Globalizing God: Religion and Peace in the Social Sciences

EDITORIAL, 18 Mar 2024

#840 | Johan Galtung – TRANSCEND Media Service

I will try to connect the five terms starting from the end, the social sciences, making the round twice, one for diagnosis, one for therapy.

The social sciences are offsprings of the Western state system of 1648 [Peace of Westphalia] and secular enlightenment a century later; both waning with Gaia, regions, nations, civil society, localism, globalism, humanism, religions vexing.  They reified state-country as unit of analysis exploring the human condition, and rationality resident in individual Western minds as a tool.  A foggy North Sea island constructed economics as privatized saving, competition and exploitation, not a Pacific island blessed by nature as preserving and sharing.  The leading economics was that of the leading island.  And thus it was that geography was marked-marred by straight borders drawn by Anglos overdosed with Euclidean geometry from Eton-Harrow.

In a world thus divided, peace was reduced to competing state interests; sometimes at war, sometimes fragile balance, always judging Self by good intentions, and Other by bad capabilities.  Social sciences saw the world as seen from the state angles, propagated by their twin brothers, the media.

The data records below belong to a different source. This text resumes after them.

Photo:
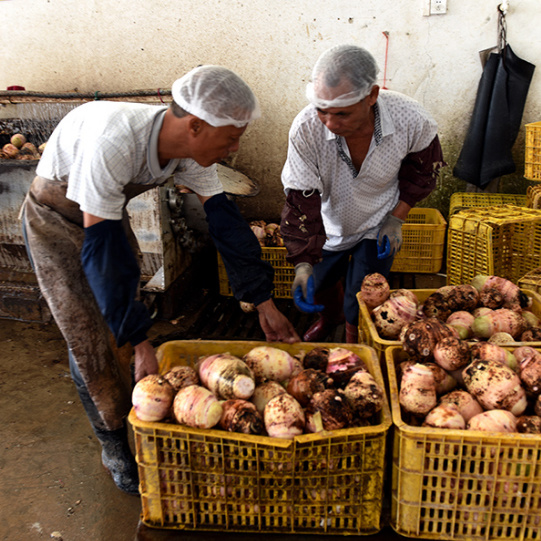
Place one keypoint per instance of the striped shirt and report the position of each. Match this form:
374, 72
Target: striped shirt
354, 203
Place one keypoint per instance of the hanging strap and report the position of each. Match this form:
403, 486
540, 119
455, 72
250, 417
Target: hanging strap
502, 28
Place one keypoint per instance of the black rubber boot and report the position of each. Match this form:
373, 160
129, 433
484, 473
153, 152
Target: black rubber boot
116, 455
118, 460
332, 315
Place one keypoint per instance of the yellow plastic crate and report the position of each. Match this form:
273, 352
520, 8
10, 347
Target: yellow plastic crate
533, 197
531, 280
284, 273
369, 335
462, 484
503, 241
214, 480
423, 239
532, 157
466, 200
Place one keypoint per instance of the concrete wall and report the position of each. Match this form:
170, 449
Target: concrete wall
90, 45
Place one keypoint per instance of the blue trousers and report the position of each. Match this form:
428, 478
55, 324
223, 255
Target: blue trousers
352, 266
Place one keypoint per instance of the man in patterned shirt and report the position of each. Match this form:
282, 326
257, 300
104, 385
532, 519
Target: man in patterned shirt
78, 237
358, 160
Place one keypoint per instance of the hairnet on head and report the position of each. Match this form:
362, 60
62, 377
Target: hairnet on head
216, 95
343, 75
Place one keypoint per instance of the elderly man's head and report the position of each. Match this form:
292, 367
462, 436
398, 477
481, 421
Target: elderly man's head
216, 95
342, 76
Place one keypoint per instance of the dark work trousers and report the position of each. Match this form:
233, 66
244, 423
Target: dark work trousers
353, 265
88, 404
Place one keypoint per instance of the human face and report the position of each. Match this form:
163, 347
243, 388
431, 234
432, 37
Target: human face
213, 145
351, 121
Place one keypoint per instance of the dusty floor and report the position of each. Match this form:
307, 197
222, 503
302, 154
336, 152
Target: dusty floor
51, 478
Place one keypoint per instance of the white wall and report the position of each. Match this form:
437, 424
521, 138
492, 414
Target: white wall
89, 45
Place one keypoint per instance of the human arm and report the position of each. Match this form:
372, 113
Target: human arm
145, 359
417, 179
251, 278
303, 233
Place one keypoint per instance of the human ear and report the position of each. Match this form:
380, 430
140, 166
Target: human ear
194, 125
373, 96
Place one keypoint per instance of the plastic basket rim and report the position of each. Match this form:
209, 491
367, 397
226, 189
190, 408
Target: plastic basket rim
446, 433
363, 311
382, 427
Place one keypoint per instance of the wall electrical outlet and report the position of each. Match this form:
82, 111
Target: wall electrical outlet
437, 7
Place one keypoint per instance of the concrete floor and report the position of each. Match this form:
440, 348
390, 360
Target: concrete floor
52, 482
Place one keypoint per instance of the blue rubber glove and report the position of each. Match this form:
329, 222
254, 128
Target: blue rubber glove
390, 237
303, 289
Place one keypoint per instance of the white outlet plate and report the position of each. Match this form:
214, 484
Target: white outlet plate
434, 7
438, 7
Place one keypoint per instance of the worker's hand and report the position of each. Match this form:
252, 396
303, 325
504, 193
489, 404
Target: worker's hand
275, 325
303, 289
145, 360
390, 237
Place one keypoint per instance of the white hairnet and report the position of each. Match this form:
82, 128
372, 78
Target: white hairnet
342, 76
217, 95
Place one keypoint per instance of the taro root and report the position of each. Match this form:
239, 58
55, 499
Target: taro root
11, 151
284, 417
328, 410
537, 406
152, 397
181, 376
417, 389
492, 288
462, 322
391, 316
436, 306
443, 380
529, 424
445, 416
364, 394
533, 334
197, 407
374, 290
501, 320
463, 297
530, 319
487, 351
496, 420
342, 364
501, 338
316, 358
495, 386
491, 298
241, 416
18, 140
306, 383
405, 293
226, 376
452, 353
268, 362
464, 401
420, 337
264, 392
481, 311
530, 373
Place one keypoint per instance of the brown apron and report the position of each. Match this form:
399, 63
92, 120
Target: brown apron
55, 234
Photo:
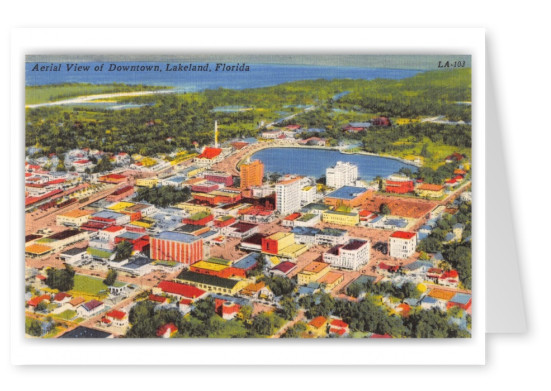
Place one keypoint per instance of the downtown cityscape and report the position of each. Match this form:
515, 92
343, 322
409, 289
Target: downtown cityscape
309, 206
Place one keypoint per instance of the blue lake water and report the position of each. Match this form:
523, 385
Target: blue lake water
260, 75
313, 162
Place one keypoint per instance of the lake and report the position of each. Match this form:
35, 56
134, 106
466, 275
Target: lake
313, 162
260, 75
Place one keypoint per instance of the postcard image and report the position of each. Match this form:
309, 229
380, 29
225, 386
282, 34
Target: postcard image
240, 196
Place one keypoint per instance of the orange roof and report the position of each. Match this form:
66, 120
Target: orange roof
77, 301
253, 288
315, 267
330, 277
37, 300
318, 322
210, 153
37, 249
76, 213
116, 314
430, 187
194, 181
441, 294
288, 181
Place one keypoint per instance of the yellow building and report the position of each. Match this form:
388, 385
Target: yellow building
318, 326
144, 223
73, 218
192, 208
118, 206
312, 272
341, 218
37, 250
212, 283
331, 280
147, 182
293, 251
429, 190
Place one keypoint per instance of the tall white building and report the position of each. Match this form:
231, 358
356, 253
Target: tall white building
352, 255
343, 174
288, 195
402, 244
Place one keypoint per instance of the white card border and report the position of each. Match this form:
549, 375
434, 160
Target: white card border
25, 351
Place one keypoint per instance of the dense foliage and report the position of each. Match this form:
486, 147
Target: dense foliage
61, 279
163, 196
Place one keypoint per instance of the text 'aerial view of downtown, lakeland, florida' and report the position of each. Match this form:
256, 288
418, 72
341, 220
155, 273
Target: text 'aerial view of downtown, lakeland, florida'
241, 196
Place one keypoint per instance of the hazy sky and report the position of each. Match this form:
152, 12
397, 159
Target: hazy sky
422, 62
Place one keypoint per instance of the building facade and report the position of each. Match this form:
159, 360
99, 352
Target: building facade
288, 195
176, 247
342, 174
352, 255
252, 174
402, 244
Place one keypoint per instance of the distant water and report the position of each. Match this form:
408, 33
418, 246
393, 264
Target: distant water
313, 162
260, 75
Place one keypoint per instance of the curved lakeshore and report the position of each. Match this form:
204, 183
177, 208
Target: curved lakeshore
312, 161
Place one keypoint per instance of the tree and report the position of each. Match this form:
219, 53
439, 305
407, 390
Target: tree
288, 308
424, 151
103, 165
385, 209
123, 250
204, 309
34, 328
245, 313
42, 306
295, 331
60, 279
111, 277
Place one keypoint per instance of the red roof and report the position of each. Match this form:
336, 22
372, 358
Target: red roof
177, 288
339, 323
55, 181
318, 322
292, 216
284, 266
450, 274
210, 153
116, 314
337, 330
158, 299
113, 228
170, 327
114, 176
37, 300
384, 266
402, 235
61, 295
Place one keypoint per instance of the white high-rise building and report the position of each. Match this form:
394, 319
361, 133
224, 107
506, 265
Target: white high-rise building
343, 174
402, 244
288, 195
352, 255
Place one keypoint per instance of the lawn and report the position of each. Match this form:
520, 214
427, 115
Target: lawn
90, 286
66, 315
50, 93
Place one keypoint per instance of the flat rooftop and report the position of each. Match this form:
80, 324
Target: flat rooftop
177, 237
347, 192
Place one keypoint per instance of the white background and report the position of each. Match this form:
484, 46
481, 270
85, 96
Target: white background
517, 48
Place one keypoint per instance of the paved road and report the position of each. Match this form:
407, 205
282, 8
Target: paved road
291, 323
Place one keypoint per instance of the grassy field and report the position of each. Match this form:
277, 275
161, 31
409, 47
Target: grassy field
90, 287
437, 152
66, 315
50, 93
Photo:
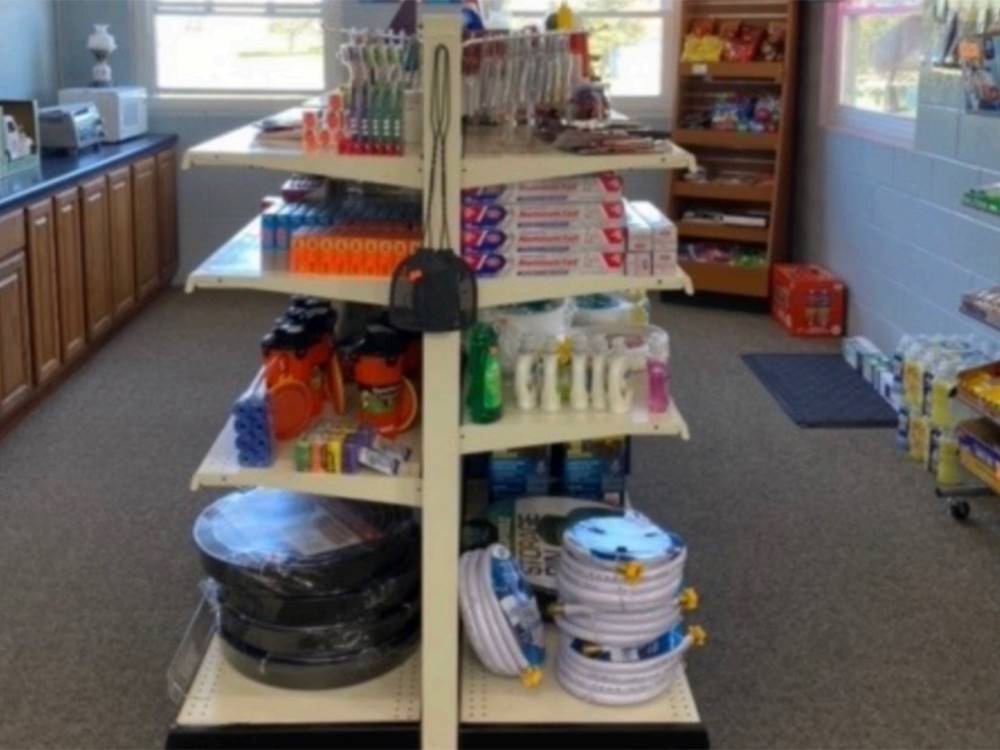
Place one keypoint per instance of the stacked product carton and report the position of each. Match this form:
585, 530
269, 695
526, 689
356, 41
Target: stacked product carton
578, 225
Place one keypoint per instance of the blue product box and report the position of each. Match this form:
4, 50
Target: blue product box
268, 227
520, 472
283, 228
595, 469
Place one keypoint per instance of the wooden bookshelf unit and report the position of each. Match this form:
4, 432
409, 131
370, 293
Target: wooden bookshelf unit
768, 156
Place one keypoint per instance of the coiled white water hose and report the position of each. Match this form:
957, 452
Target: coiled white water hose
620, 610
500, 614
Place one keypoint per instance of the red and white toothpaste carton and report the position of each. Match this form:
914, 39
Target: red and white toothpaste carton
545, 240
663, 230
498, 265
640, 234
545, 215
639, 264
598, 188
664, 262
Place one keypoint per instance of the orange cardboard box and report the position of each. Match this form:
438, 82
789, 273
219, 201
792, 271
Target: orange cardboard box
807, 300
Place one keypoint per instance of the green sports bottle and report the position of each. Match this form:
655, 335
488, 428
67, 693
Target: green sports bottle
485, 396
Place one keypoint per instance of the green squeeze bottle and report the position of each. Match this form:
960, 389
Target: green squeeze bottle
485, 396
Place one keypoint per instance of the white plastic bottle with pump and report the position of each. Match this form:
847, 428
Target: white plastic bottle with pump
551, 398
526, 374
620, 391
598, 372
579, 398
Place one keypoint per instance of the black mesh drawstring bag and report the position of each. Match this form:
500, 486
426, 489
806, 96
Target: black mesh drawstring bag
434, 291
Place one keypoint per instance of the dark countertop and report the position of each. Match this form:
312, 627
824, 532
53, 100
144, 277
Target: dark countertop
58, 171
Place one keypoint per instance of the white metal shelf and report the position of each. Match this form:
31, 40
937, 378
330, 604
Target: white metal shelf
220, 696
494, 292
237, 265
518, 428
520, 160
489, 699
220, 468
241, 148
493, 159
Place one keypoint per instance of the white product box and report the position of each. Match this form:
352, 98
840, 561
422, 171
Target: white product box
544, 240
598, 188
640, 234
664, 262
501, 265
545, 215
664, 231
855, 349
639, 264
886, 387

Religion, re-ligare, relink, with that out there, tat tvam asi, promised union, with a god up there, or in nirvana. There was the soft reading that god is immanent in us all, and the hard reading of a transcendent god with Chosen People and Promised Land, like the Puritans exported from East Anglia via Leyden to the Plymouth Rock; or the Wahhabs a century later with the same message for Arabia.  Two extremisms against each other, one profaning Arabia 1915-45-91, one doing 9/11 2001.

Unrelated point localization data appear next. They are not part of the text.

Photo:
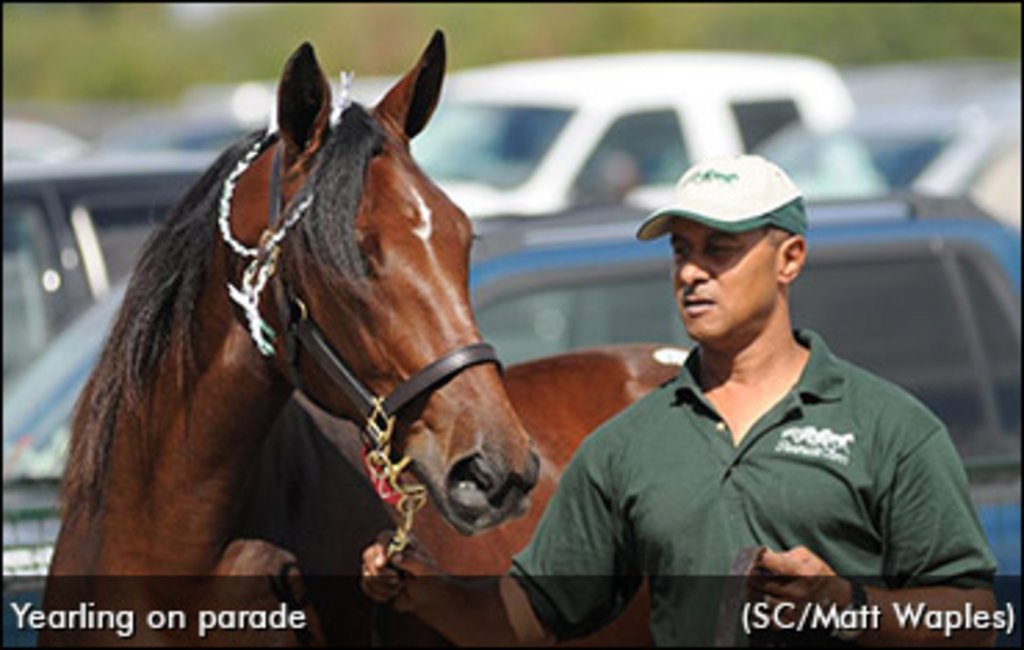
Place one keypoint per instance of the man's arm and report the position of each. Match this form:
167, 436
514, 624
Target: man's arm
466, 611
800, 576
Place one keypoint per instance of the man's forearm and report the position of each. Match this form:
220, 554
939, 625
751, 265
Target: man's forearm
890, 632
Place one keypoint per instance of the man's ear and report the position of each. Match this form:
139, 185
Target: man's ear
792, 256
303, 104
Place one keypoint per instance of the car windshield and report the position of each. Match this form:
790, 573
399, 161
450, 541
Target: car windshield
38, 401
853, 164
494, 145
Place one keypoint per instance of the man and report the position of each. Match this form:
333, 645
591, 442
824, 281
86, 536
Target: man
765, 440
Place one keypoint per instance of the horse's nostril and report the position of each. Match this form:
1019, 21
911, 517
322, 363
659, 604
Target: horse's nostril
471, 473
532, 472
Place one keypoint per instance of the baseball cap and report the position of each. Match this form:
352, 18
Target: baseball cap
734, 193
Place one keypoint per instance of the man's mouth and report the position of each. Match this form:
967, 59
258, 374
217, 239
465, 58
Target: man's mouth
696, 306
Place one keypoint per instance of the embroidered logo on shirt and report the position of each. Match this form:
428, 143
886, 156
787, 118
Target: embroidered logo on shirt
816, 443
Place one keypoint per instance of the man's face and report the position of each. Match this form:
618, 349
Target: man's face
726, 285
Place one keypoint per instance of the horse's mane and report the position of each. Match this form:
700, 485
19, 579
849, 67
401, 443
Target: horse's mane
156, 320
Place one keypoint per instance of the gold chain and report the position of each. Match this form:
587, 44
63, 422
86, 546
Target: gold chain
412, 496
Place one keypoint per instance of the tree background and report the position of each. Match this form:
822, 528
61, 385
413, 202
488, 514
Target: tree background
151, 52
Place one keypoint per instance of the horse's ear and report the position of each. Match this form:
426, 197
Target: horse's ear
411, 102
303, 103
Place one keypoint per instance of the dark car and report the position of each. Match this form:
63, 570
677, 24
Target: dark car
924, 293
72, 229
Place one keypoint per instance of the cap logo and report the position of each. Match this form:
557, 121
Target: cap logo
711, 175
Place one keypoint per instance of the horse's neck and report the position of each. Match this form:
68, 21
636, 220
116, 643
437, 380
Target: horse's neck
180, 471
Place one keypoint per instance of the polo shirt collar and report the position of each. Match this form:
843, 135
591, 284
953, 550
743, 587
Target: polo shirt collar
821, 380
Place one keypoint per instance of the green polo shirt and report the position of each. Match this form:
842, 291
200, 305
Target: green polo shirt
847, 464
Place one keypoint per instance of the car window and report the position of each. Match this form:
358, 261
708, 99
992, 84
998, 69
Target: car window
1000, 339
28, 280
902, 319
644, 148
122, 222
495, 145
540, 320
760, 120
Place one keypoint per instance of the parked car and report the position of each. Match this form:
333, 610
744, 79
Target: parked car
968, 146
540, 136
70, 230
35, 141
926, 293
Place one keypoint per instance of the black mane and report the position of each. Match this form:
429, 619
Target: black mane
156, 321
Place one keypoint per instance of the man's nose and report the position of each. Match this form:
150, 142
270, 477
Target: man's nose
689, 272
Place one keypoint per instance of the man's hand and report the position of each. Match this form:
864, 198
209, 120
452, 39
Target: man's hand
394, 581
796, 576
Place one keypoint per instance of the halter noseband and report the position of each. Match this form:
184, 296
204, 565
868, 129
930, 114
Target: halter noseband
301, 332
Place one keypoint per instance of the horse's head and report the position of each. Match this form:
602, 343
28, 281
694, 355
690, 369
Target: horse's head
376, 275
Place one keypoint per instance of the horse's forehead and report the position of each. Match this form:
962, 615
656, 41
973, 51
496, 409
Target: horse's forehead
401, 186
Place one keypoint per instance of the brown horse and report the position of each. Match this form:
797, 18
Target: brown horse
316, 462
336, 222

God was the name for the sacred, for that union “out there”, killed in the West with a secularism that offered materialist individualism, consumerism, egoistic cost-benefit with anomie and atomi(zed) social tissue, and an afterlife limited to a golfing-gardening retirement.  God became individualized human rights-democracy and globalized markets.

Globalization took the form of foggy island economics: the world as borderless island, even open for finance economy speculation with toxic derivatives ($4.2 trillion traded/day). The epicenter had left City of London for Wall Street.

With 125,000 dying daily from hunger and curable diseases.

Ugly.  We try a second sweep, multi-angle, leaving value-free weberism aside (how would you like a doctor mining you for data but refusing to treat you, being “value-free”?).

We do not know what a globalized science of the nature-production-consumption cycle, drawing on human experience from all over in time and space, not marred by Western true-false dilemmas, adding daoist-buddhist yin/yang tertalemmas, will look like.  But it will not be foggy island economics alone.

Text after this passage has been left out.